Don't propagate `TraceeDied` errors when recording coverage

ranweiler commented 3 years ago

When recording coverage or input testing on Linux, we must always be prepared for any tracing operation to fail due to an unreported or not-yet-reported tracee task exit. Right now, we sometimes treat acceptable tracing errors as hard failures, or treat unacceptable task results as successful.

Current examples:

Not handled, but should be: https://github.com/microsoft/onefuzz/blob/aa4ed2893e3dcb656eab141c68af7dd377b48475/src/agent/coverage/src/block/linux.rs#L86
Handled correctly (but should maybe only log a warning): https://github.com/microsoft/onefuzz/blob/aa4ed2893e3dcb656eab141c68af7dd377b48475/src/agent/coverage/src/block/linux.rs#L108-L110

The call to Ptracer::wait() should change to look like the second case, because it internally may invoke ptrace(2) and fail with ESRCH due to tracee exit (it does more than just wait(2)).

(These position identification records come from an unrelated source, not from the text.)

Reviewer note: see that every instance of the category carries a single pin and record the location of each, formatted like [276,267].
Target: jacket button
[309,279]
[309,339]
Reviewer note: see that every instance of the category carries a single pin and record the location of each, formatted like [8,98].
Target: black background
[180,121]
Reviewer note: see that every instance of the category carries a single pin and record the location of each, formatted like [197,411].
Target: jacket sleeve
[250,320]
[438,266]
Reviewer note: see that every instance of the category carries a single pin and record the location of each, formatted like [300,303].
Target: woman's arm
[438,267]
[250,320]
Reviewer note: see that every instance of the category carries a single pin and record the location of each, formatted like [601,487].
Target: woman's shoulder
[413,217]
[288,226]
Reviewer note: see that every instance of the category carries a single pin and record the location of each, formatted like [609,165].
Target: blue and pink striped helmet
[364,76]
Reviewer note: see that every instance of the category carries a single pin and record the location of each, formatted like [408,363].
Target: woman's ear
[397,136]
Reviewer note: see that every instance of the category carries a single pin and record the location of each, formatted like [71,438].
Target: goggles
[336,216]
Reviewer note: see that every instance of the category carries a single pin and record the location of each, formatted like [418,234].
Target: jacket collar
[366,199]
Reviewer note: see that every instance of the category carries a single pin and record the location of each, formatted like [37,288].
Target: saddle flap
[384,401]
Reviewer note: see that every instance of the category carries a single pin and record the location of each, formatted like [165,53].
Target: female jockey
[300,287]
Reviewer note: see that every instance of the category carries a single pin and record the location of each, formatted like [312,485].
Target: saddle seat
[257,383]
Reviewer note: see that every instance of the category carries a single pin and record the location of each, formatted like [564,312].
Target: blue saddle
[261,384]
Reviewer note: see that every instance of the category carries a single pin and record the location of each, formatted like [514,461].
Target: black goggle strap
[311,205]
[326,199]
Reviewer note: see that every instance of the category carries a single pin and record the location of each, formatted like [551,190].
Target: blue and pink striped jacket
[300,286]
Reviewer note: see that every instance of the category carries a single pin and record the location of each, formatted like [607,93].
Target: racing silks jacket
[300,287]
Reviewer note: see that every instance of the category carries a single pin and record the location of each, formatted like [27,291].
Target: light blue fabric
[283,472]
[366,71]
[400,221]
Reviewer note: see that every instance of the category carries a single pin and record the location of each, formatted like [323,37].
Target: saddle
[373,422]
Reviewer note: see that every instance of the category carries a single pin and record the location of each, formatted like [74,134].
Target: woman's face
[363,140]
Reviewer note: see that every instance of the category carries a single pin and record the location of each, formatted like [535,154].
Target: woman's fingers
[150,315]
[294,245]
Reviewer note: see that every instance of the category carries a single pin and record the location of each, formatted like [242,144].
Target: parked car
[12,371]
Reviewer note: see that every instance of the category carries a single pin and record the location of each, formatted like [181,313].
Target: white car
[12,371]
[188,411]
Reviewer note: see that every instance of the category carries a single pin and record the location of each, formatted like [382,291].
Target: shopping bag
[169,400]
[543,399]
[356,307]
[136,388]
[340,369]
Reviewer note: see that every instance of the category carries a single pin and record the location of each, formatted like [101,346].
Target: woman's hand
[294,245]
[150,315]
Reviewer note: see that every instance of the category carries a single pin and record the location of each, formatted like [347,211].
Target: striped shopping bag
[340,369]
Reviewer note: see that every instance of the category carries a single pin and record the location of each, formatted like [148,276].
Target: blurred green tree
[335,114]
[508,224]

However, in all the tasks which trace targets, we must take care to to identify cases where tracing failed logically, but the tracing functions did not literally return an error. This can be checked heuristically by e.g. ensuring recorded coverage is nonzero, ensuring that at least one tracee process was created / some syscalls were invoked, &c.

Note that pete now returns a TraceeDied variant in the exact cases where we only want to warn on error, then continue and validate that task results were nontrivial.

AB#35975

mgreisen commented 1 year ago

@ranweiler, is this still an issue?

ranweiler commented 1 year ago

@mgreisen, for context, this is a Linux-only edge case that is currently mitigated by retries, but it still valid.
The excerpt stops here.